Sobre la enorme plancha del Zócalo –símbolo y prueba de nuestra vocación de obra inacabada–, esplende la luz trémula de las llamas de una antorcha sin ningún significado, como no sea, forzosamente, la evocación de aquel fuego nuevo con cuya chispa y pedernal los mexicas, festejaban los ciclos de su cosmos cada 52 años.
Aquella era la flama de la renovación; esto pretendió ser en la noche del grito sin oídos, el traslado de un viejo discurso en cuya prédica opositora, el Señor Presidente, se definía a sí mismo –modestamente, por cierto, por su sola potencia y capacidad–, como un “Rayo de esperanza” y ahora –quizá– hoguera de la felicidad futura, pues tal virtud no existe en el presente, sólo habita en los cómodos páramos de la improvisación oratoria, la promesa sin sustento, el tejido en el aire, el
árbol sin raíz, el pez sin el agua..
Esperanza; Esperanza Hope, en los textos inolvidables de José Alvarado.
Pero en política, la palabra vacía cuyo cumplimiento difuso es quizá el más tramposo e indefinido: ¿esperanza en qué? Nunca nos lo han dicho.
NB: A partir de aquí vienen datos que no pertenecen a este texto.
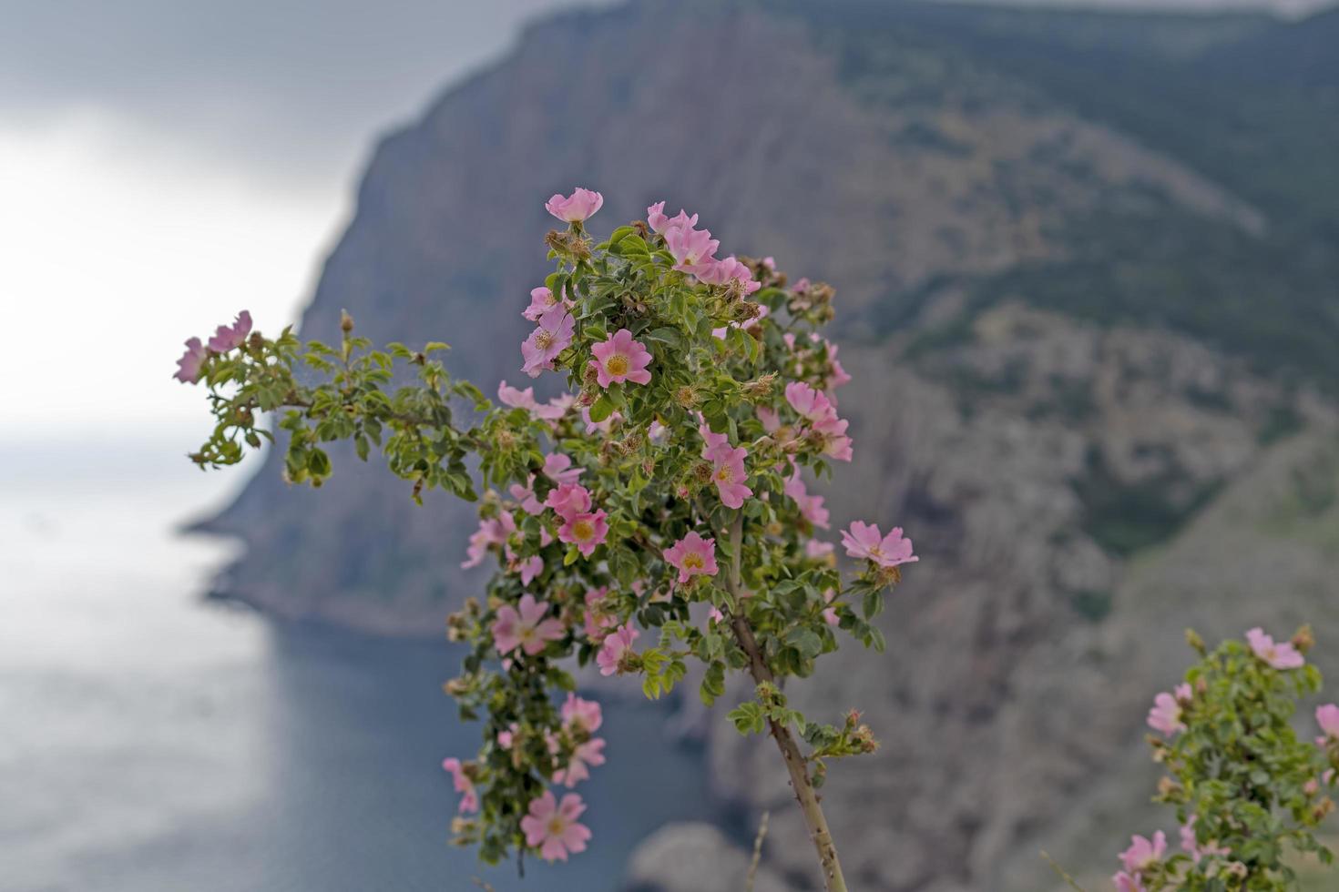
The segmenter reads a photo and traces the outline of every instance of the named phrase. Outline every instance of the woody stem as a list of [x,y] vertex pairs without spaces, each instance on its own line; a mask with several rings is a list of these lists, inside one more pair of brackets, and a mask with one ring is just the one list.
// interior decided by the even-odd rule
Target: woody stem
[[[739,642],[739,647],[749,657],[749,674],[753,675],[754,682],[758,685],[763,682],[775,685],[775,675],[773,675],[771,667],[767,666],[767,661],[763,659],[762,650],[758,647],[758,639],[754,638],[753,629],[749,626],[744,611],[739,606],[743,512],[735,512],[734,522],[730,526],[730,574],[726,578],[726,590],[735,600],[735,608],[730,617],[730,627],[735,634],[735,641]],[[809,839],[818,852],[818,863],[822,865],[823,872],[823,888],[826,892],[846,892],[846,880],[841,872],[841,861],[837,860],[837,847],[833,843],[832,830],[828,829],[828,818],[823,816],[822,805],[818,801],[818,792],[809,778],[807,761],[799,752],[795,736],[791,733],[789,725],[782,725],[771,718],[767,719],[767,730],[773,741],[777,742],[777,749],[781,750],[782,760],[786,762],[786,772],[790,774],[790,788],[794,790],[795,801],[799,802],[799,810],[805,817],[805,829],[809,830]]]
En el porvenir, grita el Estadista.
Pues sí, arduo sería esperar algo del pasado, el porvenir apenas tiene recuerdos, dijo Elena Garro.
Esperar, aguardar, creer en la promesa de un futuro sin claridad, ser inocente, crédulo, creyente, tener tiempo para imaginar otra vida cuando ésta nos niega todo aquello anhelado para un futuro sin fecha ni distancia.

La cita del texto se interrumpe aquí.